Par exemple, alors que Wuhan, en Chine (30,8 degrés de latitude nord) a enregistré 3136 décès et 80 757 cas, Moscou, en Russie (56,0 degrés de latitude nord), a enregistré 0 décès et 10 cas, tandis que Hanoi, au Vietnam (21,2 degrés de latitude nord), a enregistré 0 décès et 31 cas.

Voici donc la carte que ces chercheurs ont produite. La bande de latitudes isothermes (5 à 11 °C) se situe entre les deux lignes rouges ; elle est colorée en vert ; on voit que la latitude de cette bande est fluctuante, en raison des facteurs climatiques propres à chaque région du Monde ; mais elle reste assez bien définie.

Les huit grandes villes en question sont indiquées par un cercle blanc (d’Ouest en Est : Seattle, Madrid, Paris, Milan, Qom, Wuhan, Daegu, Tokyo).

Quel comportement du virus en déduit-on ?

Étant donné que d’autres maladies infectieuses virales respiratoires sont déjà connues pour être saisonnières (grippe, infections para grippales, rhumes et rhinopharyngites), on a eu le temps de se pencher sur les raisons de cette saisonnalité.

En voici les trois explications que l’on avance actuellement.

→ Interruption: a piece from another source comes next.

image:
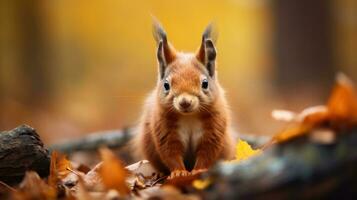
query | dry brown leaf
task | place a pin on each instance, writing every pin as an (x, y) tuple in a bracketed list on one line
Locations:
[(244, 151), (81, 192), (341, 110), (33, 187), (58, 168), (112, 172), (342, 104)]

1. Plus il fait froid et plus l’air est sec, c’est-à-dire pauvre en vapeur d’eau (la vapeur d’eau est invisible, c’est un gaz ; à la différence des microgouttelettes qui sont liquides). Or, l’air sec – mais pas trop – favorise la circulation des microgouttelettes et des particules aéroportées dans l’air ; alors que l’air humide la contrarie au contraire.

2. Quand il fait froid, nos muqueuses respiratoires sont agressées par le froid et desséchées (c’est en hiver qu’il y a le plus de saignements de nez ou épistaxis), ce qui favorise l’infection virale.

3. Pendant la saison froide, on se rassemble et l’on se concentre beaucoup plus dans des locaux peu ventilés (transports en commun, bars, salles de spectacle, salles de sport…), que pendant les autres saisons, ce qui favorise la contamination interhumaine.

La courbe ci-après, provenant de la même étude, confirme que ce sont des conditions particulières de température et d’humidité qui favorisent la contamination interhumaine et l’infection par le virus SARS-CoV-2, en un mot l’épidémie. Les huit villes déjà citées sont représentées en couleur orange. Ce graphique est lui aussi démonstratif.

Cette carte va-t-elle réellement permettre d'anticiper la propagation du virus ?

Si cette caractéristique de l’infection CoVid-19 se confirmait, cela voudrait dire que l’on pourrait en effet anticiper les vagues épidémiques d’infection à SARS-CoV-2.

Ce sera particulièrement important quand on disposera tant d’un vaccin que d’un traitement curatif reconnu comme efficace et sûr.

Cela permettra aux autorités de santé de préparer la vague épidémique sur tous les plans, notamment celui de la communication (qui n’a pas été exemplaire). On pourra ainsi constituer des réserves de masques et les commerçants pourront s’équiper de tout le matériel nécessaire (marquage au sol, cloisons de plexiglas …).

Quant à la population, elle sera plus sereine et moins prise au dépourvu, moins bousculée et déstabilisée. Elle aura le temps de s’organiser en amont de la vague épidémique.

Mais cette saisonnalité devra tout de même être étudiée davantage. Il n’en reste pas moins vrai qu’il s’agit ici d’une publication pleine d’intérêt à tous points de vue.